The investigation into the Department of Housing and Urban Development inspector general's office caught Secretary Andrew Cuomo off guard because the watchdog agency didn't inform the department.

"We heard about the allegation. We had not been previously informed," HUD Deputy Secretary Saul Ramirez said. "We're obviously very concerned because such use of government computers is clearly a violation of the department's policy."

"We have asked for a response from the IG and she has repeatedly failed to provide that response," Ramirez said in a statement.

In a letter to Ramirez on Friday, Inspector General Susan Gaffney blamed a canceled meeting for the delay and said, "I now look forward to discussing the issue at our rescheduled meeting" next week.

A HUD official familiar with the investigation, speaking only on condition of anonymity, said senior auditing employees at the inspector general offices in Washington, Fort Worth, Texas, and Boston have been suspended in connection with the probe.
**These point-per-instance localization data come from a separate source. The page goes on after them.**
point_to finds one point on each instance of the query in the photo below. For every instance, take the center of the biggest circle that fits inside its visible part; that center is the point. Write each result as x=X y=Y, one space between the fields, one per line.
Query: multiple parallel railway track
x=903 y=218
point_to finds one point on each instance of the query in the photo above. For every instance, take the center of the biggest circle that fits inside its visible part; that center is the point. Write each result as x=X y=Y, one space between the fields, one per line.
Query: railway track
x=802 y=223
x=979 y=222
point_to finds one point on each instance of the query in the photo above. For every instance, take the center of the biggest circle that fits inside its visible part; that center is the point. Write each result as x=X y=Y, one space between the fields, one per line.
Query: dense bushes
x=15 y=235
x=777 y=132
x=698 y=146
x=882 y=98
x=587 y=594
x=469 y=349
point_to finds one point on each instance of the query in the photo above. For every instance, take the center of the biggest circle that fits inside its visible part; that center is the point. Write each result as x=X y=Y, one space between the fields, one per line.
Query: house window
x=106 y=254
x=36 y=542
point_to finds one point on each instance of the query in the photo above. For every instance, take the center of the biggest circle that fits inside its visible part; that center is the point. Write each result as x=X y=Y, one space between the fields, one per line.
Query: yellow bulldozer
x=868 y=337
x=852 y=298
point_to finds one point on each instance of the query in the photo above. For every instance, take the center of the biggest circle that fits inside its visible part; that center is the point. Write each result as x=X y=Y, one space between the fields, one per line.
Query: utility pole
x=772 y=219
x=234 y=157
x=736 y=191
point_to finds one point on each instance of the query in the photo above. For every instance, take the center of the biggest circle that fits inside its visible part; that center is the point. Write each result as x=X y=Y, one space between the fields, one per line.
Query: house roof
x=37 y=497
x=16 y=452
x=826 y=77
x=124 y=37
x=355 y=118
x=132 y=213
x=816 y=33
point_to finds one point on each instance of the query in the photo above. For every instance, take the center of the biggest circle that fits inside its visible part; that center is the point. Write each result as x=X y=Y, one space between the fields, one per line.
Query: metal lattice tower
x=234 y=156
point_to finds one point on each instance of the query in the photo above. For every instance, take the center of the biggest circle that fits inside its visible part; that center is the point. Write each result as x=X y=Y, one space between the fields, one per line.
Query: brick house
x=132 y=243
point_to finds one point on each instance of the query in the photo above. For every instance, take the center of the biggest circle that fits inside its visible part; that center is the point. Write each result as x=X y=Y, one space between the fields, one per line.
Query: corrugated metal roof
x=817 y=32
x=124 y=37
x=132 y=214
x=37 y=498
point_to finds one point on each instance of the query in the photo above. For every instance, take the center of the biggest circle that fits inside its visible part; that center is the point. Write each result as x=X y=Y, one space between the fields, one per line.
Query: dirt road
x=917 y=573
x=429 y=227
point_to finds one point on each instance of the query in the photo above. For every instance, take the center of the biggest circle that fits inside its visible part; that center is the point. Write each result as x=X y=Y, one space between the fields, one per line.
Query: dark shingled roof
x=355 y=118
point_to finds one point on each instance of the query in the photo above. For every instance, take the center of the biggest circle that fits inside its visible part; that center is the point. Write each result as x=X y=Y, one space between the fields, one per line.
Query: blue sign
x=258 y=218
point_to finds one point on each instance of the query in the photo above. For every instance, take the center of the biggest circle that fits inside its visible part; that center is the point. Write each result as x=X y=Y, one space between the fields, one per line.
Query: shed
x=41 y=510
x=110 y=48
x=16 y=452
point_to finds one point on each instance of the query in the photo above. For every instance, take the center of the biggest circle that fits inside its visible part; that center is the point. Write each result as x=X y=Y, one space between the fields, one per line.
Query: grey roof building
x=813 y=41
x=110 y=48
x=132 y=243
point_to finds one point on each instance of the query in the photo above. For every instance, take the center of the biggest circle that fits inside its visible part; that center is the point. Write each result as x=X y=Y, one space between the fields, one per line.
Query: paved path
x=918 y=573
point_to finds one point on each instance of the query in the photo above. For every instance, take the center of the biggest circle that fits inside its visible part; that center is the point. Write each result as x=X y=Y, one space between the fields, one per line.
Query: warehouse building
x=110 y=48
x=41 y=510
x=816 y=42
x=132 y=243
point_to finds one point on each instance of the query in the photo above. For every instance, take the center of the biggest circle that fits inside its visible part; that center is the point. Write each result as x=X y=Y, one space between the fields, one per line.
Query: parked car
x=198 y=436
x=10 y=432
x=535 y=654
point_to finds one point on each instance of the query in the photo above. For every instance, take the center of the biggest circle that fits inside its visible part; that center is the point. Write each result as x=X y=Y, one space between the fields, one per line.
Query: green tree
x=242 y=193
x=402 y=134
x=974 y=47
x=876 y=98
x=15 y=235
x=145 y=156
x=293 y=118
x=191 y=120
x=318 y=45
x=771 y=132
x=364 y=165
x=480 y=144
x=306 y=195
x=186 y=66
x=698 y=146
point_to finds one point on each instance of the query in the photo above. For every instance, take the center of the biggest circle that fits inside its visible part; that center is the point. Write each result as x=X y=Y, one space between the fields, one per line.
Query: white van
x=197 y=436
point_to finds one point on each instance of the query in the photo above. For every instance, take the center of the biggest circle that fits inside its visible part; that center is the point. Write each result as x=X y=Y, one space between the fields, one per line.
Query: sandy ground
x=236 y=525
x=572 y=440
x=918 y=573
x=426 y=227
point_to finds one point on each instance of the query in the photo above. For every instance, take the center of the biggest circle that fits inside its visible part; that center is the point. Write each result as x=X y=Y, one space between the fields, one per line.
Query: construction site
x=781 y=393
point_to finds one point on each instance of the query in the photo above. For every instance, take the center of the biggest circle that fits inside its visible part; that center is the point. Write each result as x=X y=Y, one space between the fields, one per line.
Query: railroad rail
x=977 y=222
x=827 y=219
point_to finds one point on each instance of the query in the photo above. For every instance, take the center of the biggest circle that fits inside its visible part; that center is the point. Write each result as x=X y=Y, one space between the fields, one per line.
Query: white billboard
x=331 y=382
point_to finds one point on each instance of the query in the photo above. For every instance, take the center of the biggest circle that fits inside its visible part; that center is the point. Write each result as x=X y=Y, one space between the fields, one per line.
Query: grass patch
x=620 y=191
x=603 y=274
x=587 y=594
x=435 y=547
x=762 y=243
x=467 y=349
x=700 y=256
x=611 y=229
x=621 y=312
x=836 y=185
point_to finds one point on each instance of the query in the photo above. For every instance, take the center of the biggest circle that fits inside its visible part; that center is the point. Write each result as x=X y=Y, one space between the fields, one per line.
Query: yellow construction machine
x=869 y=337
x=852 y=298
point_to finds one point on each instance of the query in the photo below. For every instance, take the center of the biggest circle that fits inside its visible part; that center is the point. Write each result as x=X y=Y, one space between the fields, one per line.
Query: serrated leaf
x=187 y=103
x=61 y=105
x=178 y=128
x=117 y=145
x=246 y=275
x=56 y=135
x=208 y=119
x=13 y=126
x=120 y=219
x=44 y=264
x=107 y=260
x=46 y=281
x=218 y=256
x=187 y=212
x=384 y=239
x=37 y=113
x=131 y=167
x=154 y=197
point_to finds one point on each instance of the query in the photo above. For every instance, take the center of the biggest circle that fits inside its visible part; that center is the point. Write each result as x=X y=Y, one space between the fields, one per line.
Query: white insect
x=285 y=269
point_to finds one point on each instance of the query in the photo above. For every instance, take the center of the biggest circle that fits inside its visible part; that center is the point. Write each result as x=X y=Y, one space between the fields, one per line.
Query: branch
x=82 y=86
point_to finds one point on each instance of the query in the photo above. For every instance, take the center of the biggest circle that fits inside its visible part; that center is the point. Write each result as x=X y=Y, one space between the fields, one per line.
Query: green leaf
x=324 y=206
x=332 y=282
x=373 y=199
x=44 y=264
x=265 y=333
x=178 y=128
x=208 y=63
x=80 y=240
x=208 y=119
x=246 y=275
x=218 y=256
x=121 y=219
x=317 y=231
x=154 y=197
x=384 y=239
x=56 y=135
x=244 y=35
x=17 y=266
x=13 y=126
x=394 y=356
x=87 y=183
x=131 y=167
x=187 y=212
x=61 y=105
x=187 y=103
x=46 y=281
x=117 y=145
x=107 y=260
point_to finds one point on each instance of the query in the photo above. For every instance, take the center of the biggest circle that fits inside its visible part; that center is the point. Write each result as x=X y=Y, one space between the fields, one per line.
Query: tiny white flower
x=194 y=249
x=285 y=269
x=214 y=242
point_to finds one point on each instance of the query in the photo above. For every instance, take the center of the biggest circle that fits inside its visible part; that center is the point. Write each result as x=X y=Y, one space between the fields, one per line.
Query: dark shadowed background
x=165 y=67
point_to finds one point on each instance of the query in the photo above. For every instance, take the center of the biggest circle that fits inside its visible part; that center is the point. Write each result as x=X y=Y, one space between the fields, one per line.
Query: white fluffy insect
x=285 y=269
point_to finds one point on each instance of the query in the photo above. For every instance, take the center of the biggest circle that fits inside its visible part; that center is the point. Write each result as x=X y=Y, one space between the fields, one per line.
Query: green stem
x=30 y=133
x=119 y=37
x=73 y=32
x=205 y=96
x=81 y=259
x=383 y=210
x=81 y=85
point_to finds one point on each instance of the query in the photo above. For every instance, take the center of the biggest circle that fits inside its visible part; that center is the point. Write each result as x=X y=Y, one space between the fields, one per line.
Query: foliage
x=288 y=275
The official did not know exactly how many employees have been suspended.

"The investigation involves the improper use of government computers to download sexually explicit materials and, in some cases, the distribution of the materials via HUD e-mail," the official said.
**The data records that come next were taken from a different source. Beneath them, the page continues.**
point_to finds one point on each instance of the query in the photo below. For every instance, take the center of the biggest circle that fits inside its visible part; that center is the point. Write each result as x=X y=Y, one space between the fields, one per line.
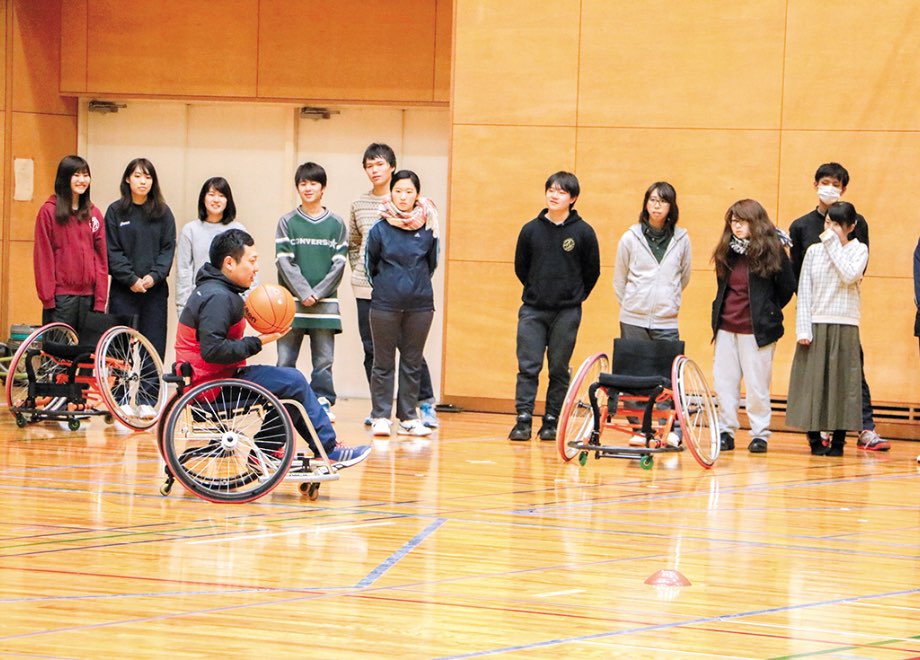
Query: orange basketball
x=269 y=308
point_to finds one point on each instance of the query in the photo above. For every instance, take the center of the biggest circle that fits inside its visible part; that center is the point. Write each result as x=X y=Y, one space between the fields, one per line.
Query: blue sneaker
x=428 y=415
x=342 y=456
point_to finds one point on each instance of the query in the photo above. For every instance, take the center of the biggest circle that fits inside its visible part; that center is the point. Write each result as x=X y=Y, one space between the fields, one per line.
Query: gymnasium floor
x=466 y=545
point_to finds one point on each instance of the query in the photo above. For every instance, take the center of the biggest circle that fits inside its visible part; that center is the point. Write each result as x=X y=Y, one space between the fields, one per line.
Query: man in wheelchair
x=210 y=338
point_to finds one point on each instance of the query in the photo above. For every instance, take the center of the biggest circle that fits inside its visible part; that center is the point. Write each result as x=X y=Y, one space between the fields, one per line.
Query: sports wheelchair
x=654 y=394
x=111 y=370
x=233 y=441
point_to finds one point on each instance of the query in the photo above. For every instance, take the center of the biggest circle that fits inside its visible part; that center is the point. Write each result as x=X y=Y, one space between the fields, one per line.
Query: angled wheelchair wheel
x=129 y=375
x=576 y=421
x=696 y=411
x=45 y=368
x=228 y=441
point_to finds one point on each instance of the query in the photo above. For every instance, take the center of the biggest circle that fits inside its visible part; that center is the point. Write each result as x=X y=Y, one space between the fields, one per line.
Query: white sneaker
x=145 y=411
x=381 y=427
x=413 y=427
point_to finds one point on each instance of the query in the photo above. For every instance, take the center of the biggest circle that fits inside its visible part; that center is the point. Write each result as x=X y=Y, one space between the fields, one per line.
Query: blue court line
x=393 y=559
x=667 y=626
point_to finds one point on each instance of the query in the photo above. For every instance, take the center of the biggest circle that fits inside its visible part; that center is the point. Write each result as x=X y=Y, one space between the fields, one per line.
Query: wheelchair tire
x=47 y=370
x=696 y=411
x=209 y=441
x=576 y=421
x=129 y=373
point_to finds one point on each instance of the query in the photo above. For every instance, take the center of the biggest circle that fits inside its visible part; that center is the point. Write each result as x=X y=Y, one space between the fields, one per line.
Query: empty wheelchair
x=111 y=370
x=654 y=397
x=233 y=441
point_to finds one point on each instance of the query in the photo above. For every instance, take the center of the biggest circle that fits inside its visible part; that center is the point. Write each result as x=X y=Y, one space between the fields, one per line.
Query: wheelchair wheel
x=696 y=411
x=45 y=368
x=576 y=422
x=129 y=375
x=228 y=441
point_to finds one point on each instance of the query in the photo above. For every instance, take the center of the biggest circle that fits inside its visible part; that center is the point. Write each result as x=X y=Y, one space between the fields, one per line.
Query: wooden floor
x=466 y=545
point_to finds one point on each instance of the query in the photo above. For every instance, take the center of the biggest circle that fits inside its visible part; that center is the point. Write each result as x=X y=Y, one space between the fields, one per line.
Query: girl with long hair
x=141 y=236
x=69 y=255
x=754 y=281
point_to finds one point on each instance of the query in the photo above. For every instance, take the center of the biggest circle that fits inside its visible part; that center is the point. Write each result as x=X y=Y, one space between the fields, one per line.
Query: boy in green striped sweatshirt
x=310 y=251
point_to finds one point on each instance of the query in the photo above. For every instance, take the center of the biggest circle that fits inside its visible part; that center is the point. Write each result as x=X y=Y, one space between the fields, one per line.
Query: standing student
x=141 y=239
x=310 y=247
x=825 y=390
x=71 y=267
x=401 y=256
x=558 y=261
x=831 y=180
x=652 y=268
x=216 y=214
x=379 y=164
x=754 y=282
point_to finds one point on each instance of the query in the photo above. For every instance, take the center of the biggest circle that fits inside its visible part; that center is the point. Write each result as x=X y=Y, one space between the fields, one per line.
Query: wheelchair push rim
x=129 y=374
x=576 y=421
x=47 y=369
x=209 y=441
x=696 y=411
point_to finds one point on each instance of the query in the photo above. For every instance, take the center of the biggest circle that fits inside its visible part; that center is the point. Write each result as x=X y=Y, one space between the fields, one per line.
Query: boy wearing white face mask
x=831 y=181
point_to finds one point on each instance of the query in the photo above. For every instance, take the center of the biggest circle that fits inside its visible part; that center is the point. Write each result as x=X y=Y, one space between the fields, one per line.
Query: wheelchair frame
x=213 y=440
x=51 y=377
x=591 y=407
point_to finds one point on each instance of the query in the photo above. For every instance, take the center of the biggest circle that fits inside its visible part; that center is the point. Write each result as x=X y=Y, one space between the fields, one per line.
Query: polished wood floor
x=464 y=545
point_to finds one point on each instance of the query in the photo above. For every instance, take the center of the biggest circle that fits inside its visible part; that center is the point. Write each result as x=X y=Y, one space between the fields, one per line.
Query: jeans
x=405 y=331
x=322 y=352
x=549 y=331
x=288 y=383
x=426 y=388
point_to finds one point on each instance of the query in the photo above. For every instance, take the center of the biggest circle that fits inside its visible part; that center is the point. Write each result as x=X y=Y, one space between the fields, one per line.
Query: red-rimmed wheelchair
x=111 y=370
x=654 y=397
x=233 y=441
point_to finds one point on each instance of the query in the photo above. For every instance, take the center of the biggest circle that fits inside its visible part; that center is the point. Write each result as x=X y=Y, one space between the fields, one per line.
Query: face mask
x=828 y=194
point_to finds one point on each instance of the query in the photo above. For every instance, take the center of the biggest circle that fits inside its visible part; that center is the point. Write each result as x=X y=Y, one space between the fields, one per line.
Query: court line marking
x=393 y=559
x=309 y=530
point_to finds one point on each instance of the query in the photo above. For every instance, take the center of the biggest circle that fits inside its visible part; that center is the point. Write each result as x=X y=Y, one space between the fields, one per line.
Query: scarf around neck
x=423 y=214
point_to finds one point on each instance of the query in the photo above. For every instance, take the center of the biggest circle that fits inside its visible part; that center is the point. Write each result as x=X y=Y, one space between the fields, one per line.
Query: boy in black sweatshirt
x=558 y=261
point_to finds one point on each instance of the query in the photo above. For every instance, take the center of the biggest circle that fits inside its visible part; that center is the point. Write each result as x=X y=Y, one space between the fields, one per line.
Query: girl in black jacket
x=755 y=281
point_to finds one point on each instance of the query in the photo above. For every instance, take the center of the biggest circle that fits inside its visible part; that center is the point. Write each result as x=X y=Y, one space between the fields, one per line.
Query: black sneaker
x=522 y=427
x=548 y=428
x=758 y=446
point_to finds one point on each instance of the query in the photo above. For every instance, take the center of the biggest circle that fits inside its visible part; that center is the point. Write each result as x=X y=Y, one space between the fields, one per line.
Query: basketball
x=269 y=308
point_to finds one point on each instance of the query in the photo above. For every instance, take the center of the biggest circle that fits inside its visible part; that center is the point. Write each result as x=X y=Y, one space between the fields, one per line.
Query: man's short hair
x=231 y=243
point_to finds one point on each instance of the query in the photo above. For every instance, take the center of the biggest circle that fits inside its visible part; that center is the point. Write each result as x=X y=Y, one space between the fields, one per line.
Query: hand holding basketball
x=269 y=309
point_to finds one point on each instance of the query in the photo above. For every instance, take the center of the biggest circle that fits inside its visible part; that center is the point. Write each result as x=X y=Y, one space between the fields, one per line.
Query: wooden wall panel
x=74 y=14
x=525 y=156
x=442 y=53
x=877 y=162
x=710 y=170
x=359 y=51
x=174 y=47
x=672 y=63
x=865 y=66
x=45 y=139
x=37 y=58
x=23 y=304
x=517 y=62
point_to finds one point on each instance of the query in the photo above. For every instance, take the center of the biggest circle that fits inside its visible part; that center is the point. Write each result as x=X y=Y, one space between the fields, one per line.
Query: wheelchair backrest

A spokesman for Gaffney declined comment.

All Cabinet departments and other major federal agencies have an independent watchdog office of inspector general, responsible for guarding against waste, fraud and abuse.
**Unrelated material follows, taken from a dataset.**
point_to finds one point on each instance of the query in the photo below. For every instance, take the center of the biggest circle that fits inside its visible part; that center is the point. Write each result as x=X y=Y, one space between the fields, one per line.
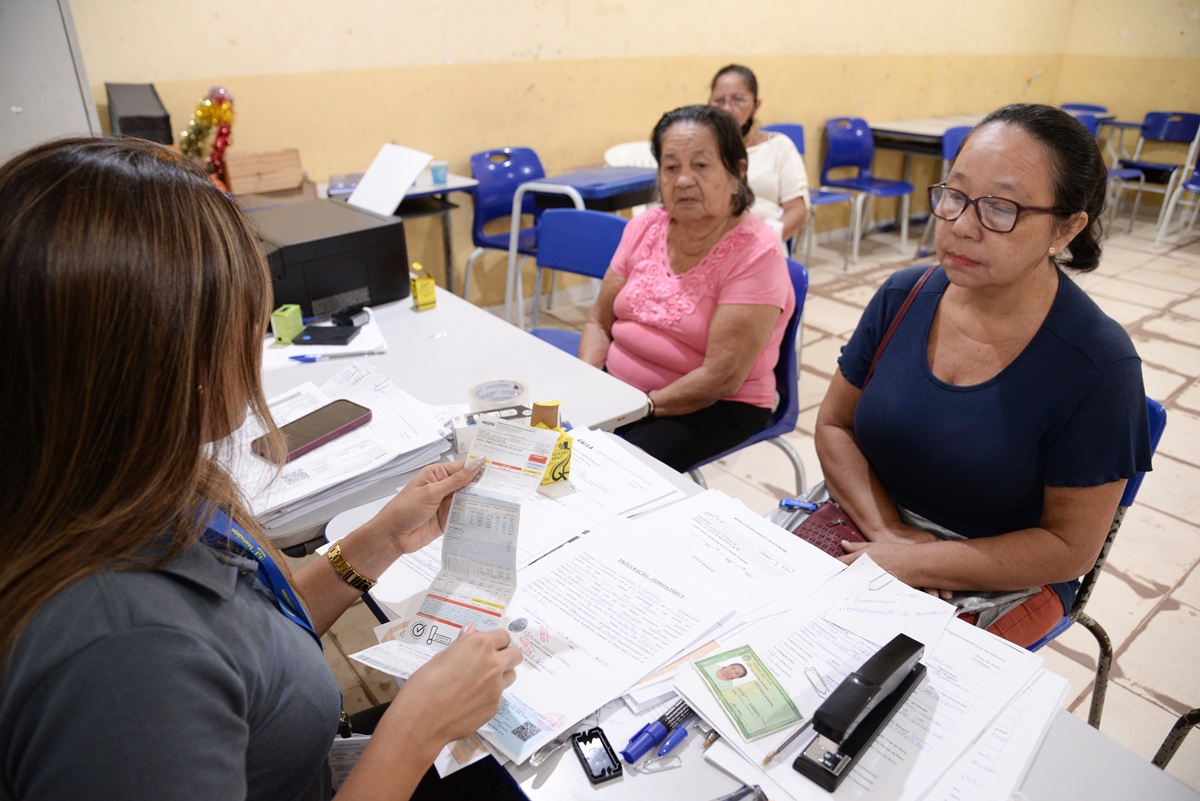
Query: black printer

The official said the allegations of the misuse of computers by HUD inspector general employees was overseen by the President's Council on Integrity and Efficiency, which monitors the conduct of the inspector generals.

The council used FBI agents and investigators from the Labor Department's IG office to conduct the investigation.

Documents obtained by The Associated Press show investigators requested computer usage logs for 10 HUD inspector generals' employees showing which Web sites they visited during 1999. The request was made last December.

The senior HUD official told the AP the suspensions were handed out within the last few weeks.

Calls to the offices of three employees on the list this week confirmed they have been placed on leave.

Rep. Tom Lantos, D-Calif., wrote Gaffney on Friday expressing concerns that workers within an agency charged with guarding against abuse were involved in misusing computers. He also chided Gaffney for not telling HUD officials earlier.

"I have received reports that senior members of your office have been subjected to disciplinary actions, including suspensions, for accessing and downloading pornographic material from the Internet during the workday using their HUD computers and transmitting such materials using HUD's e-mail system," Lantos wrote.

"In my view, it is clear that you are required to advise both Congress and HUD senior management about these matters," he added.

The HUD matter comes just a few weeks after the White House acknowledged that a handful of its employees were reprimanded and one was suspended without pay a year ago for downloading pornographic material from the Internet.